“Pennies in Protest” Raises Money for Local Jewish and LGBT Organizations
Richmond, VA (February 26, 2010) In response to the upcoming protests by the Westboro Baptist Church in Richmond, Virginia, a local group called Pennies in Protest is calling all Richmonders to donate money to the targets of the anti-gay and anti-Jew protests.
Westboro Baptist Church (WBC), based in Topeka, Kansas, is an anti-gay church known for picketing funerals of AIDS victims, stomping on American flags, and protesting gay and Jewish organizations around the country.
On its website, WBC has announced its plans to protest at four locations in Richmond: The Virginia Holocaust Museum, the University of Richmond Hillel organization at the Jewish Community Center, the Jerusalem Connection, and Hermitage High School because the school allowed the creation of a gay student group.
A local group called Pennies In Protest has started collecting money for every minute that WBC is protesting Richmond organizations. Founded by Richmonders Patience Salgado (aka www.kindnessgirl.com), Jessica Lucia, Sara Heifetz, and Sarah Allen-Short, the group hopes to turn the WBC’s protests into something beneficial for the targets of the hate attacks. The Richmond group got the idea from a synagogue in Manhattan that raised more than $10,000 for charity during a recent visit from WBC.
“There is so much debate in the community about whether to counter-protest this group or just ignore them,” said Sarah Allen-Short, the spokesperson for Pennies in Protest. “What better way to turn their mission of hate into a mission of love than to ensure their very presence results in donations to the organizations that they wish to harm. We've raised over $1000 in less than 12 hours. It's really catching on, and I'd love to raise as much as we can by Tuesday.”

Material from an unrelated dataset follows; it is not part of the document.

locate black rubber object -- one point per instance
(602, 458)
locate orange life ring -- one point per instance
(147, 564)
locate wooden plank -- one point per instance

“In light of the messages that will be spread by WBC on Tuesday, we need to offer Richmond a kinder, more hopeful way forward,” said Patience Salgado, founder of www.kindnessgirl.com and organizer of regular “Guerrilla Goodness” actions around the country. “We have the power to make their visit to Richmond result in goodness, positive energy, community support, and money for some of the best organizations in our city.”
Pennies in Protest has set up a Facebook page (http://tinyurl.com/Pennies-in-Protest-FB-Page) and a website to collect donations (http://tinyurl.com/Pennies-In-Protest) but encourages Richmonders to give any way they feel comfortable, including giving directly to the organizations impacted by Tuesday’s protests. Money collected on the Pennies In Protest donation page will be split evenly between The Virginia Holocaust Museum, The Weinstein Jewish Community Center, the Jerusalem Connection, and the Hermitage High School Gay Student Union.
“Those of us that started this group have ten children among the four of us,” added Jessica Lucia. "Ignoring expressions of hatred is not something we want to model for our children and we want to live in a world where hatred is met with an outpouring of love. We encourage everyone to find the responses that suit them best, whether through active protest, financial support, sharing links through social media outlets, talking to children about tolerance, or simply making March 2nd a day of special focus on acts of kindness."
"I'm looking forward to standing across from the WBC protesters on Tuesday with my two-year old and my own sign thanking them for helping us raise money for the causes they hate," said Sara Heifetz. "I'm teaching creative nonviolence by example."